Details
-
Sub-task
-
Status: Resolved
-
Major
-
Resolution: Fixed
-
3.4.0
Description
They are not handled in decorrelation, and we also don’t have any checks to block them, so these queries have outer references in the query plan leading to internal errors:
CREATE TEMP VIEW x(x1, x2) AS VALUES (0, 1), (1, 2);
CREATE TEMP VIEW y(y1, y2) AS VALUES (0, 2), (0, 3);
CREATE TEMP VIEW z(z1, z2) AS VALUES (0, 2), (0, 3);
select * from x left join y on x1 = y1 and exists (select * from z where z1 = x1)

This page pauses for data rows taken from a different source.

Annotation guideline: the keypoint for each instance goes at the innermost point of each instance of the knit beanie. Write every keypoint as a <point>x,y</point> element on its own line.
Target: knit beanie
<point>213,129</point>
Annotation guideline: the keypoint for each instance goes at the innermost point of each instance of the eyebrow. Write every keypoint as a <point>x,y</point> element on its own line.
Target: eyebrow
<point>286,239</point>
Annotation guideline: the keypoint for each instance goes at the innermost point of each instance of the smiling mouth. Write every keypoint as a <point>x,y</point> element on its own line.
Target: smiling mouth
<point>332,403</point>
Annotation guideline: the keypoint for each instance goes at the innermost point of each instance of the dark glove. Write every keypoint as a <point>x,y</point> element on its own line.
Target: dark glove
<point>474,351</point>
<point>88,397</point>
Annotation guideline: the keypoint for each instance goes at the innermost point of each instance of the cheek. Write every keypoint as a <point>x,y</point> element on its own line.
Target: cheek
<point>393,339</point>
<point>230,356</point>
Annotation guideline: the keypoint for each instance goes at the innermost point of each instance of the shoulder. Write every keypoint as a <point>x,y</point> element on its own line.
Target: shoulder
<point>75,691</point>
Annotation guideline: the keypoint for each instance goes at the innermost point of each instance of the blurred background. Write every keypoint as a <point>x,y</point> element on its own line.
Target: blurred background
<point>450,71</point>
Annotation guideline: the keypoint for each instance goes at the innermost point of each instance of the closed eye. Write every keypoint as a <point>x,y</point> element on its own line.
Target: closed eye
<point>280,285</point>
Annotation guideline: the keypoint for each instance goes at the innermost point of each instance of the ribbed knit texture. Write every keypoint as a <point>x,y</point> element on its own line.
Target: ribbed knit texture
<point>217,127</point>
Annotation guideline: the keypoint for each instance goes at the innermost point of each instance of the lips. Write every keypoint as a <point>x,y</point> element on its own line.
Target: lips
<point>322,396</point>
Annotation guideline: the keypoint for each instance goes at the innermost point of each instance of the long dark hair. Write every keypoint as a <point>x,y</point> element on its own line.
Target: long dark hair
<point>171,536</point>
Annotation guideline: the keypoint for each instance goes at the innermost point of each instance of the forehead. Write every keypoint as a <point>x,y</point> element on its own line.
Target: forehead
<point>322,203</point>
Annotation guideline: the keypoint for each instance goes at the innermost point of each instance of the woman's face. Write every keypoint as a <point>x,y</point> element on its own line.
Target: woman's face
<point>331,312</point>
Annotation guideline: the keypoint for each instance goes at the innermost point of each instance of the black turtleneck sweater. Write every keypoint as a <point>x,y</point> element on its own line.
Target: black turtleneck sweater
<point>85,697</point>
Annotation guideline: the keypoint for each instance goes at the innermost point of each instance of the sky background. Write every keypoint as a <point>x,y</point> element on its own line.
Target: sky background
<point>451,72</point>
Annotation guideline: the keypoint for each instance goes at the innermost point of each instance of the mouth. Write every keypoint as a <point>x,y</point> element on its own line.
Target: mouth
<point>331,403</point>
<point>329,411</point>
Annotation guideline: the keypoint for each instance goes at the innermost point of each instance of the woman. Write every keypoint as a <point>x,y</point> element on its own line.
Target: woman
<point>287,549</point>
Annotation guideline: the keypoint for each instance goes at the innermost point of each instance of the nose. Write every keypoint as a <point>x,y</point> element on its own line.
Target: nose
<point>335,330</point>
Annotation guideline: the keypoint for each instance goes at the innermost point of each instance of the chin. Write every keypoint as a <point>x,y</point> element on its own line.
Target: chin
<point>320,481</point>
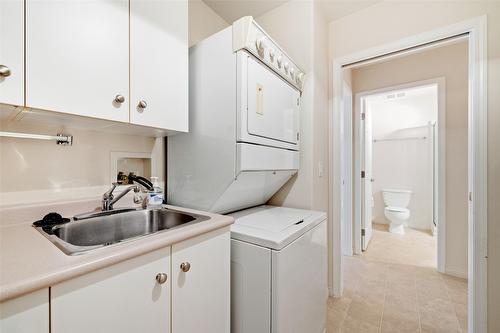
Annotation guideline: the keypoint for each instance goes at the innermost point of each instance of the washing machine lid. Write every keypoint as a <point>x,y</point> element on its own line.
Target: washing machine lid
<point>273,227</point>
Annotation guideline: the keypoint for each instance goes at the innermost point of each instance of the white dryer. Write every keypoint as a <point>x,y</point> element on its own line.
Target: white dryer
<point>244,122</point>
<point>278,271</point>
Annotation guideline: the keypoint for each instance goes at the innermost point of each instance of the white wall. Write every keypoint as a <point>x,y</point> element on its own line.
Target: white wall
<point>404,164</point>
<point>83,170</point>
<point>203,21</point>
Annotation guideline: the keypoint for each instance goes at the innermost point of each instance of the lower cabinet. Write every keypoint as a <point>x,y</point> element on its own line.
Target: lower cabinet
<point>28,313</point>
<point>126,298</point>
<point>184,288</point>
<point>201,284</point>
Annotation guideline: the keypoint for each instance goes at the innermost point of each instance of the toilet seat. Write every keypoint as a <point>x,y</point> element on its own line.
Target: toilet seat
<point>397,209</point>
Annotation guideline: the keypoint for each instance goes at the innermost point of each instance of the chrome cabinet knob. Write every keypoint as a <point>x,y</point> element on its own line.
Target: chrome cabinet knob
<point>185,267</point>
<point>161,278</point>
<point>4,71</point>
<point>119,99</point>
<point>260,44</point>
<point>142,105</point>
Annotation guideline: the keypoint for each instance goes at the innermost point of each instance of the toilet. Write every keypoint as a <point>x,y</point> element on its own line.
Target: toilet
<point>396,211</point>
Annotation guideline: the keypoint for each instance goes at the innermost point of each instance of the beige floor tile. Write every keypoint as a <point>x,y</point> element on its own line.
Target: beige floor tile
<point>354,325</point>
<point>365,310</point>
<point>400,320</point>
<point>394,287</point>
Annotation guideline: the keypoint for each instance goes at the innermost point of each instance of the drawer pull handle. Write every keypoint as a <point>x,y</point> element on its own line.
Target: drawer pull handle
<point>4,71</point>
<point>185,267</point>
<point>119,99</point>
<point>142,105</point>
<point>161,278</point>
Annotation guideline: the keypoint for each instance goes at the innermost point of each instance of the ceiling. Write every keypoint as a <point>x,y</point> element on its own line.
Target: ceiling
<point>335,9</point>
<point>231,10</point>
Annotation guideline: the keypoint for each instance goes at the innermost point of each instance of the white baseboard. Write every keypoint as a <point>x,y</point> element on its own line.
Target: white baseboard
<point>456,273</point>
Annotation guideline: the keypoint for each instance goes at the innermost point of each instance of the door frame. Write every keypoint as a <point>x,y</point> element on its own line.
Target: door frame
<point>346,198</point>
<point>440,84</point>
<point>476,29</point>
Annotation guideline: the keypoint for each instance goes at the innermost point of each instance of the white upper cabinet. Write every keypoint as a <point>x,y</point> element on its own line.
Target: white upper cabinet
<point>201,284</point>
<point>117,60</point>
<point>128,297</point>
<point>77,57</point>
<point>12,52</point>
<point>159,64</point>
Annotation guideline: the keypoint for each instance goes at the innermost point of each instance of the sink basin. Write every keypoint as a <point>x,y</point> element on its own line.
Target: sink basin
<point>79,236</point>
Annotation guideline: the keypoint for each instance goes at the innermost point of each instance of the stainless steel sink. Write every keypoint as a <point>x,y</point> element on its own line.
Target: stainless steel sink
<point>79,236</point>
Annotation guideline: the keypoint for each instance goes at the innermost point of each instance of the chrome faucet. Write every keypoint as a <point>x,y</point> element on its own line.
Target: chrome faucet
<point>108,199</point>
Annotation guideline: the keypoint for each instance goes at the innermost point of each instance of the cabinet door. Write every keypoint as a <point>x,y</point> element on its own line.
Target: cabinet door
<point>77,57</point>
<point>28,313</point>
<point>159,64</point>
<point>124,298</point>
<point>12,52</point>
<point>200,295</point>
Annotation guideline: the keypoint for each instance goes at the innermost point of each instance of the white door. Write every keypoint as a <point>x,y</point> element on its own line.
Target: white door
<point>12,52</point>
<point>125,298</point>
<point>367,176</point>
<point>201,284</point>
<point>159,64</point>
<point>346,171</point>
<point>77,57</point>
<point>299,287</point>
<point>273,105</point>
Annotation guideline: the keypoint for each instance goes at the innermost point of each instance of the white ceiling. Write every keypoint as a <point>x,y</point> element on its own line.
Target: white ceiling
<point>231,10</point>
<point>335,9</point>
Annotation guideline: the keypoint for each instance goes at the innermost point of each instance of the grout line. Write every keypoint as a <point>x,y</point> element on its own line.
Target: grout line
<point>418,303</point>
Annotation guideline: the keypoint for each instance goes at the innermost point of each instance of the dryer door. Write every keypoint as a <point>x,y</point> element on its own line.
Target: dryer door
<point>272,108</point>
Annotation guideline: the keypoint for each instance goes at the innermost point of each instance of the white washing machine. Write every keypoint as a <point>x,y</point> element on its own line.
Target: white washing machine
<point>278,271</point>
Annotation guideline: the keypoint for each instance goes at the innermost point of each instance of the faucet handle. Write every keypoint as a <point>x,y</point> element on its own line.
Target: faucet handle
<point>109,193</point>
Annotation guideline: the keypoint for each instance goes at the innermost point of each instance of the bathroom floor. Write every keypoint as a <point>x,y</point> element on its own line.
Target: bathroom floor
<point>394,287</point>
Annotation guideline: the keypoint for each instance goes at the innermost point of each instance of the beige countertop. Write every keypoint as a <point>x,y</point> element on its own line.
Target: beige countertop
<point>29,261</point>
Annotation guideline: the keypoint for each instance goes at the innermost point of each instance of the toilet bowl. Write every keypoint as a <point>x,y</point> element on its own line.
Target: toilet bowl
<point>396,211</point>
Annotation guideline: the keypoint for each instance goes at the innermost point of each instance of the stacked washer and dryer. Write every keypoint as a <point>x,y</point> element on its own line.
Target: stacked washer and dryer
<point>242,147</point>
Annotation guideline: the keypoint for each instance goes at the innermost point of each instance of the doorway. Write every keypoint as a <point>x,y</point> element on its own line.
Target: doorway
<point>474,31</point>
<point>400,152</point>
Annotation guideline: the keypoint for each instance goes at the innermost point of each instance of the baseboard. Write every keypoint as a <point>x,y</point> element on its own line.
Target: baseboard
<point>456,273</point>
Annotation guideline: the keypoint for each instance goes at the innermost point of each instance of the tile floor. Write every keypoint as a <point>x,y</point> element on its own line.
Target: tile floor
<point>394,287</point>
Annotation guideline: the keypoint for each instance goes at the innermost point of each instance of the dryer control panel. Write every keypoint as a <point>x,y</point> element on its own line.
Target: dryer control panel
<point>248,35</point>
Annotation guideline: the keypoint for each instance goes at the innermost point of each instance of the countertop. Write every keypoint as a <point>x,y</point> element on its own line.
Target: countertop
<point>28,261</point>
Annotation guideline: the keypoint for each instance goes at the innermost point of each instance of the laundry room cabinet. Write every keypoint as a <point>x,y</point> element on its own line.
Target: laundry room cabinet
<point>159,64</point>
<point>182,288</point>
<point>28,313</point>
<point>119,60</point>
<point>12,52</point>
<point>201,284</point>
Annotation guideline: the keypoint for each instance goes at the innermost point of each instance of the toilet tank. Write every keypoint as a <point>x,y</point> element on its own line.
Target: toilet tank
<point>396,198</point>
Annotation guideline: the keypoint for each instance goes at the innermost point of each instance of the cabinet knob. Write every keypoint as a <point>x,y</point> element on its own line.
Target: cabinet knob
<point>119,99</point>
<point>161,278</point>
<point>4,71</point>
<point>185,267</point>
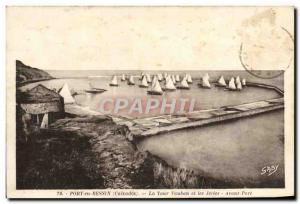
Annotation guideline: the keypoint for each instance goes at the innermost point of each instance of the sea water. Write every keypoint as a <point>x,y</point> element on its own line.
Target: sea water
<point>237,150</point>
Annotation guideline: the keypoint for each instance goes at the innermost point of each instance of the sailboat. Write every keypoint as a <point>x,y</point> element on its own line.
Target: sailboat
<point>66,94</point>
<point>237,79</point>
<point>142,75</point>
<point>154,80</point>
<point>231,85</point>
<point>123,77</point>
<point>114,81</point>
<point>183,84</point>
<point>169,84</point>
<point>94,90</point>
<point>144,83</point>
<point>189,79</point>
<point>239,85</point>
<point>155,89</point>
<point>244,82</point>
<point>221,82</point>
<point>159,77</point>
<point>205,82</point>
<point>148,77</point>
<point>206,76</point>
<point>173,79</point>
<point>131,81</point>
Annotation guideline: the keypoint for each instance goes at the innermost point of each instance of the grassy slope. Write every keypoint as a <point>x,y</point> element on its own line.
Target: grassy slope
<point>27,74</point>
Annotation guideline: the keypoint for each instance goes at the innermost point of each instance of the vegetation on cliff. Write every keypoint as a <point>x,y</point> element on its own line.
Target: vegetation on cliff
<point>27,74</point>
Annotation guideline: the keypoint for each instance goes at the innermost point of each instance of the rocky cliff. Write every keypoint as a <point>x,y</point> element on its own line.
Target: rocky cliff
<point>26,74</point>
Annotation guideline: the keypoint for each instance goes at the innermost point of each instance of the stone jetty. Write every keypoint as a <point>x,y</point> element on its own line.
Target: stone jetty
<point>144,127</point>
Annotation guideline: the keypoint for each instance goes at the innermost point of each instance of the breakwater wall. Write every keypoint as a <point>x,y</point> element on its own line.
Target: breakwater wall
<point>145,127</point>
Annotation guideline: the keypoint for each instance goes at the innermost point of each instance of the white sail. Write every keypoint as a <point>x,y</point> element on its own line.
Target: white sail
<point>205,82</point>
<point>173,79</point>
<point>239,85</point>
<point>184,83</point>
<point>114,81</point>
<point>189,78</point>
<point>231,84</point>
<point>237,79</point>
<point>131,80</point>
<point>144,82</point>
<point>221,81</point>
<point>123,77</point>
<point>165,75</point>
<point>244,82</point>
<point>148,77</point>
<point>142,75</point>
<point>45,121</point>
<point>170,84</point>
<point>156,87</point>
<point>66,94</point>
<point>154,80</point>
<point>159,76</point>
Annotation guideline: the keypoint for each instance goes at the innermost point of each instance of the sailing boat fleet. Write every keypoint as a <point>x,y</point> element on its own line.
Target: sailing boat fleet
<point>160,82</point>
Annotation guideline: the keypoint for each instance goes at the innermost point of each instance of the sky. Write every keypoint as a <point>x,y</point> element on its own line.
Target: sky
<point>153,38</point>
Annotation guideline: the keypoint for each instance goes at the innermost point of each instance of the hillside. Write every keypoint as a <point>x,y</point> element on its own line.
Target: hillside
<point>27,74</point>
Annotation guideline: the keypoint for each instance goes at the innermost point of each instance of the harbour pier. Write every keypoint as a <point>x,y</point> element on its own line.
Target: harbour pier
<point>145,127</point>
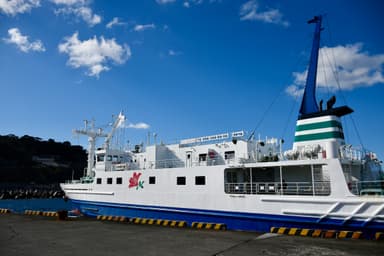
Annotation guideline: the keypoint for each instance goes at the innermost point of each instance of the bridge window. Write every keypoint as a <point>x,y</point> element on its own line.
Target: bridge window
<point>200,180</point>
<point>229,155</point>
<point>181,180</point>
<point>202,157</point>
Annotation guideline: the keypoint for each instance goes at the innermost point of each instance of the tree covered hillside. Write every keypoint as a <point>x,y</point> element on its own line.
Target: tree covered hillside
<point>29,160</point>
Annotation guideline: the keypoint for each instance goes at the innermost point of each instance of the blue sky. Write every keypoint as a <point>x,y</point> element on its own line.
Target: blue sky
<point>186,68</point>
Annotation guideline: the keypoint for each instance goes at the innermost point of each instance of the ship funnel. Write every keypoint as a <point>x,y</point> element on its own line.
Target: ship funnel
<point>319,133</point>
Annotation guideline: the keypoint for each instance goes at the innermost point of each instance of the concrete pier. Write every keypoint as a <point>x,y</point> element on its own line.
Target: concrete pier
<point>40,235</point>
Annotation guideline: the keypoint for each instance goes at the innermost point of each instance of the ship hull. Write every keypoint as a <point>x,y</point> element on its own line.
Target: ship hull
<point>259,222</point>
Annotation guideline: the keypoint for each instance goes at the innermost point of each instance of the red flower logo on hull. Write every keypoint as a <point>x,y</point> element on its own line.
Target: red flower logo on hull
<point>134,181</point>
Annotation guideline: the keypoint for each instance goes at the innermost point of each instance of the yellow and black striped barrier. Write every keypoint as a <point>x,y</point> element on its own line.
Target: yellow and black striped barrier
<point>203,225</point>
<point>297,231</point>
<point>5,210</point>
<point>317,233</point>
<point>379,236</point>
<point>50,214</point>
<point>159,222</point>
<point>32,212</point>
<point>112,218</point>
<point>350,234</point>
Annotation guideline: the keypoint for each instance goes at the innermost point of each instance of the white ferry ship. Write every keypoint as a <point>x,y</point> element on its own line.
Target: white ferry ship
<point>244,183</point>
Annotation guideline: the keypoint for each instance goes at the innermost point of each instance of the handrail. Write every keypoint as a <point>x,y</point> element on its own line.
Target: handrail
<point>365,188</point>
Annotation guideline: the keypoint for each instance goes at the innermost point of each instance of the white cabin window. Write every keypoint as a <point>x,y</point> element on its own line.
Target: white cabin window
<point>181,180</point>
<point>229,155</point>
<point>202,157</point>
<point>199,180</point>
<point>100,158</point>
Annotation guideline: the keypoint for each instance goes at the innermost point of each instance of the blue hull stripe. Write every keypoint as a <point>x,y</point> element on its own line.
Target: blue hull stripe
<point>233,220</point>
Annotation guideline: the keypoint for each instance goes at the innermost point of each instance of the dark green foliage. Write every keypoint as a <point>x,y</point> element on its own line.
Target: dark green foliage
<point>29,159</point>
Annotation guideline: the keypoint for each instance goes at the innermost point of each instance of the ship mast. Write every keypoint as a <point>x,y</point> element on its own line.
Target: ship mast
<point>92,136</point>
<point>309,104</point>
<point>116,124</point>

Error occurred during query planning:
org.apache.spark.sql.catalyst.plans.logical.Filter cannot be cast to org.apache.spark.sql.execution.SparkPlan
PullupCorrelatedPredicates#apply and RewritePredicateSubquery only handle subqueries in UnaryNode, it seems to assume that they cannot occur elsewhere, like in a join ON condition.
We will need to decide whether to block them properly in analysis (i.e. give a proper error for them), or see if we can add support for them.
Also note, scalar subqueries in the ON condition are unsupported too but return a proper error.